Ketika Agama Jadi Alat Perpecahan

Ketika Agama Jadi Alat Perpecahan

Merasa terganggu menyaksikan Kaum Adat di tengah adat istiadat yang bertentangan dengan Islam, salah satu tokoh penting Kaum Padri, Haji Miskin, yang pernah tinggal di Mekkah sesudah pendudukan wahabi tahun 1803 di Kota Hijaz, mulai melarang warga melakukan sabung ayam.

Pada suatu malam, ia membakar balai yang biasa dipakai untuk sabung ayam hingga memicu kemarahan Kaum Adat. Haji Miskin dikejar. Dia berhasil mengamankan diri di Kota Lawas. Kemudian mendapatkan perlindungan dari Tuanku Mensiangan atau dikenal juga Tuanku Pasaman, seorang panglima Kaum Padri.

Berawal dari tindakan pembakaran balai, setiap kaum mulai mengumpulkan pengikut dan mempertahankan argumen masing-masing. Bersama Haji Miskin, terdapat setidaknya delapan ulama. Seperti Tuanku nan Renceh, Tuanku Lubuk Aur, Tuanku Berapi, Tuanku Padang Lawas, Tuanku Padang Luar, Tuanku Galung, Tuanku Biaro, dan Tuanku Kapau.

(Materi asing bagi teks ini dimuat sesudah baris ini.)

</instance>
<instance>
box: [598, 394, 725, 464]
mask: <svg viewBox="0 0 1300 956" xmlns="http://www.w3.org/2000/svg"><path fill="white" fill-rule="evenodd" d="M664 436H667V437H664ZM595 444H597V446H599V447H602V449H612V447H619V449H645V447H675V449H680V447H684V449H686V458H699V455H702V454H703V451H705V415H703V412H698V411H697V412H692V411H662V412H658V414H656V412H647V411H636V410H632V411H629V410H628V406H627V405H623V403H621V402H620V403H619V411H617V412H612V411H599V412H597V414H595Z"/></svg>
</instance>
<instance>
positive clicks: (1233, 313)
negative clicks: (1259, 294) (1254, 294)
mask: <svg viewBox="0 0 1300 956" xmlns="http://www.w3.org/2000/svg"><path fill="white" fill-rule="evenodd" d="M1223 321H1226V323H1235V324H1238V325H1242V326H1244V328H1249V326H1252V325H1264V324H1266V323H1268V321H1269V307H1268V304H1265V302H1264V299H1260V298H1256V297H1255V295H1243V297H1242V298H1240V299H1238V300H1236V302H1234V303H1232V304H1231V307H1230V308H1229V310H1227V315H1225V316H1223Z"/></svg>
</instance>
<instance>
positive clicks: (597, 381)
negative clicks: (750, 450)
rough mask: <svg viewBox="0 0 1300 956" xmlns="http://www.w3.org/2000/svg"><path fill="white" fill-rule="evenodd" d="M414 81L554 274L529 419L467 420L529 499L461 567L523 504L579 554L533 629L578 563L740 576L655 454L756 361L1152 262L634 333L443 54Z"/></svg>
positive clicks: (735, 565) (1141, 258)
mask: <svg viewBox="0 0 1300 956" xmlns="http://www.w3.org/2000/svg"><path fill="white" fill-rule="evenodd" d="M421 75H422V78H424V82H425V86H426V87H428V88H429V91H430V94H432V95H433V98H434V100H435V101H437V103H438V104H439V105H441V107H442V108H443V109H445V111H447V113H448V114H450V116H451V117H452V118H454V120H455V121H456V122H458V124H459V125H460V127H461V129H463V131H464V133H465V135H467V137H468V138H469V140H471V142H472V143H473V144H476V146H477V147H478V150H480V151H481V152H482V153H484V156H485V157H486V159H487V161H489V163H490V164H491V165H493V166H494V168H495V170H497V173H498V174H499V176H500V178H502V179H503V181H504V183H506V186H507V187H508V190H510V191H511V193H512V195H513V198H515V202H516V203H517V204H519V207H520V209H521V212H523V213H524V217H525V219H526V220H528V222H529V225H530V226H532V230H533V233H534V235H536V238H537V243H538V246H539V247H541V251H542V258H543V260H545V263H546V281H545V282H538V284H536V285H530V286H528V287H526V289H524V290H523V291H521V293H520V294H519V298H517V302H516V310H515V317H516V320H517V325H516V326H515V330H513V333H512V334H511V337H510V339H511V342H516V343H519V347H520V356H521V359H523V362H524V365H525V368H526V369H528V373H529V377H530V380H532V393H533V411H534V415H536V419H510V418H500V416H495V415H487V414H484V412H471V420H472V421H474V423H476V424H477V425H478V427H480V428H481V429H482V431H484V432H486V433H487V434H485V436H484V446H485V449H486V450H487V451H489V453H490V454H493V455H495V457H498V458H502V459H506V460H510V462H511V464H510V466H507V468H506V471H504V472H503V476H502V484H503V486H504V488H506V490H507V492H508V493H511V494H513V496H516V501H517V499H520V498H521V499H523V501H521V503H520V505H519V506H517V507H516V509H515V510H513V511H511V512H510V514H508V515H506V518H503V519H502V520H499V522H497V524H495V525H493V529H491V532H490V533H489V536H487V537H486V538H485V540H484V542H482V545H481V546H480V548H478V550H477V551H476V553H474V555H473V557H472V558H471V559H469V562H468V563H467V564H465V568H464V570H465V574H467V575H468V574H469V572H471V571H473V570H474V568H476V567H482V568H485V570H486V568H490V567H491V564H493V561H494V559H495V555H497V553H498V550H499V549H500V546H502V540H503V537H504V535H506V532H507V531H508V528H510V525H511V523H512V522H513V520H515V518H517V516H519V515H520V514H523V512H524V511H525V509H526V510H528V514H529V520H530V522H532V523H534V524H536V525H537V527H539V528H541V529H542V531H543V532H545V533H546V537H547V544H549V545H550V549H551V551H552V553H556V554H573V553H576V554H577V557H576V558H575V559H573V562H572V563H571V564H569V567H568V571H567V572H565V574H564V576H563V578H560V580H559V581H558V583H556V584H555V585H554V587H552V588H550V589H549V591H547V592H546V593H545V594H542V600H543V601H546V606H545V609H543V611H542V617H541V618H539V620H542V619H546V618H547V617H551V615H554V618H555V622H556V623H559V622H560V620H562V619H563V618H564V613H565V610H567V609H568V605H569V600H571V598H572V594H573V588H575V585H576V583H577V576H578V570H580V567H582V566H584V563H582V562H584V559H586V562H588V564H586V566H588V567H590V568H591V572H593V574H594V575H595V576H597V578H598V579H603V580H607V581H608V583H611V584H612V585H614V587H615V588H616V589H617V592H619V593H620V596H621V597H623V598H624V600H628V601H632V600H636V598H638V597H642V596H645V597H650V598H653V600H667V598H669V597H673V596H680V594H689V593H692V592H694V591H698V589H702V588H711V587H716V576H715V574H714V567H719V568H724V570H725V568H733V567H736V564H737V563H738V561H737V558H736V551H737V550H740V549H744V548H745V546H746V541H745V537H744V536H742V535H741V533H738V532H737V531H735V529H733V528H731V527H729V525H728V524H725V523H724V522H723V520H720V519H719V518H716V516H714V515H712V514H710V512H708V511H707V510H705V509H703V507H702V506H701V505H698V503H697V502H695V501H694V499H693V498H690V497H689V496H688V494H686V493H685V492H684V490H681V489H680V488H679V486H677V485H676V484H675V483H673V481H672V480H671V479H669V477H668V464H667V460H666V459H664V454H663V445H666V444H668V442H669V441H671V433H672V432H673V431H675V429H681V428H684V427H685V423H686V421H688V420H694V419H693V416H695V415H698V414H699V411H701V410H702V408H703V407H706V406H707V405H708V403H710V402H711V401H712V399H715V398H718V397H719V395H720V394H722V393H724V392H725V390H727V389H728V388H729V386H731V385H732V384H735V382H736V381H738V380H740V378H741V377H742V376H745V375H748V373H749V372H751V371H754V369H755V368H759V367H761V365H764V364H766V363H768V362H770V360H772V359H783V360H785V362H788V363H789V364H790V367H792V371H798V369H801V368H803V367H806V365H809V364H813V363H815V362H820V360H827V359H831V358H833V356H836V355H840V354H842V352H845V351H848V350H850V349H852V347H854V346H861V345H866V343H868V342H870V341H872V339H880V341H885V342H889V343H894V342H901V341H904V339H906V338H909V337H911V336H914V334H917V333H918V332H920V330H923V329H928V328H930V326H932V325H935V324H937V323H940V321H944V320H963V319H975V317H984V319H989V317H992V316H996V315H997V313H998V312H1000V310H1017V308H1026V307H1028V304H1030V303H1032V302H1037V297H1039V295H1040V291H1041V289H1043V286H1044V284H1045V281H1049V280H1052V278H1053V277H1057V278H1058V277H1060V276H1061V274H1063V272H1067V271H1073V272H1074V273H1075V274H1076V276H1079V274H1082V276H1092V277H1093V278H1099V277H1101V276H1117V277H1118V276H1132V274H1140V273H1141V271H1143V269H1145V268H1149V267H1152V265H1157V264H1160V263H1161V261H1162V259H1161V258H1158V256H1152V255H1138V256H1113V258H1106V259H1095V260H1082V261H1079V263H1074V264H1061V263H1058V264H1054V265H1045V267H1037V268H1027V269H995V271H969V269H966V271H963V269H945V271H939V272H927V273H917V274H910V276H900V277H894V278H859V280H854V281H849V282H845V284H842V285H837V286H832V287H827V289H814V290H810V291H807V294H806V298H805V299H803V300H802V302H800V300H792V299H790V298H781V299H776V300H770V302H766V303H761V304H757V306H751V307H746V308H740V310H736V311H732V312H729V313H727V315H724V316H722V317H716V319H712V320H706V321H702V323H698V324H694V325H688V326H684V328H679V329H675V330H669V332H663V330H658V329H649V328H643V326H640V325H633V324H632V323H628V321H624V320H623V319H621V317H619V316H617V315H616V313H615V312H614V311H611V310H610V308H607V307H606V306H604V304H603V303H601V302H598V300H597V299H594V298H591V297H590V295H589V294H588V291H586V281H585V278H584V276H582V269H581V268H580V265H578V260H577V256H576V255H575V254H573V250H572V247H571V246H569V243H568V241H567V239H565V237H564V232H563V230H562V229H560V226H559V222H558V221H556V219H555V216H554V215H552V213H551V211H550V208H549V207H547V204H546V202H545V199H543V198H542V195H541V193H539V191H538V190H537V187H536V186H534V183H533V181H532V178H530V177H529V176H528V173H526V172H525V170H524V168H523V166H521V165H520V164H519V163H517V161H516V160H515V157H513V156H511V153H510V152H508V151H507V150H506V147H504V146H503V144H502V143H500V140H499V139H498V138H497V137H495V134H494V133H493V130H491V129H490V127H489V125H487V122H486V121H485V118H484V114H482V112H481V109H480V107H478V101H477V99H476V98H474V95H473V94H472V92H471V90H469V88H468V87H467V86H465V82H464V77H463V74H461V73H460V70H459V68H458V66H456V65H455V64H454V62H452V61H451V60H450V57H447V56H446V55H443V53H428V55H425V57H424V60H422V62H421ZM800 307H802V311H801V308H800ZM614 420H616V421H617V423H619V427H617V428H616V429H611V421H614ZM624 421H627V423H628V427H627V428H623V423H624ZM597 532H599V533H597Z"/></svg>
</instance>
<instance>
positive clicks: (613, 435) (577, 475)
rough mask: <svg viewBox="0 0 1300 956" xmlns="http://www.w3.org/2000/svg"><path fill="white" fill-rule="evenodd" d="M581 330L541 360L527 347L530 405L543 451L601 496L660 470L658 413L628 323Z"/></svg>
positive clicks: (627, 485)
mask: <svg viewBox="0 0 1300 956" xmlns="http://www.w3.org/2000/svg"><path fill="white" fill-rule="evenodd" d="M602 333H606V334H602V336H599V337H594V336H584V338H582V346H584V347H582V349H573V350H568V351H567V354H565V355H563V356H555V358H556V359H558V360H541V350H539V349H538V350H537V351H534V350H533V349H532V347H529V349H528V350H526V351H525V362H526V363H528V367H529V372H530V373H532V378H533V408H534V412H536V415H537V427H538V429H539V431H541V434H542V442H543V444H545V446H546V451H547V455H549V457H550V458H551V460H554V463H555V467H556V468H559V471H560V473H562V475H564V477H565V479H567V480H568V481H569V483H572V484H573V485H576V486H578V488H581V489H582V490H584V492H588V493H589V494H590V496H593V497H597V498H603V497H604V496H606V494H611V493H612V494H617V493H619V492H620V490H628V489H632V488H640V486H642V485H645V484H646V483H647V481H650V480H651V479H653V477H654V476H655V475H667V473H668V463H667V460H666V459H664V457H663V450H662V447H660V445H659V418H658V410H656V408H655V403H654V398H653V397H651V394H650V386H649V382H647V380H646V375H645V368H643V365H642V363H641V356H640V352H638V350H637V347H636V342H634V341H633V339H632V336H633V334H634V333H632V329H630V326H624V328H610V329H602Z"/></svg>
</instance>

Jeff Hadler dalam buku Sengketa Tiada Putus: Matriarkat, Reformisme Agama, dan. Kolonialisme di Minangkabau (2010) menjelaskan, sebutan tuanku adalah gelar yang diberikan kepada ulama tingkat tinggi di Sumbar. Sikap keras para tuanku terhadap segala tindakan yang berbau adat istiadat membuat mereka dijuluki Harimau Nan Salapan.

Sebelumnya, mereka sempat bermusyawarah dengan Tuanku nan Tuo. Semula mereka hormati. Yang menyetujui gerakan pemurnian ajaran Islam di Minangkabau. Asal dengan cara-cara lunak. Menurut Tuanku nan Tuo, cara keras hanya akan melahirkan kekerasan baru. Akhirnya, Harimau nan Salapan memilih sikap Tuanku Pasaman, yang juga sama-sama keras, hingga memicu perang saudara yang berkepanjangan.

Periode pertama Perang Padri, tahun 1803 hingga 1821, terjadi pertempuran sporadik antara kekuatan reformis (Kaum Padri) dan tradisionalis (Kaum Adat). Dengan semangat, Kaum Padri mengumumkan jihad melawan Kaum Adat, membakar rumah-rumah gadang, dan membunuh para pemimpin adat.

Tahun 1815, tanpa adanya seruan yang berpengaruh dari Sultan, Kaum Padri mulai geram dan melakukan penyerangan terhadap Kesultanan. Di bawah pimpinan Tuanku Pasaman, mereka menyerang Kerajaan Pagaruyung. Puncaknya, pecahlah peperangan di Koto Tangah. Pada peperangan ini, beberapa tokoh Kesultanan tewas terbunuh. Akibat kesalahpahaman antara Kaum Padri dan orang-orang Pagaruyung.

Dalam bukunya, Parlindungan menyebutkan pembantaian yang dilakukan Kaum Padri terhadap Kerajaan Pagaruyung, istana kuno Minangkabau yang dianggap sebagai sumber budaya Melayu. Istana ini menjadi korban serangan Tuanku Pasaman dan orang-orang Batak Mandailing oleh serangan pasukan Tuanku Rao.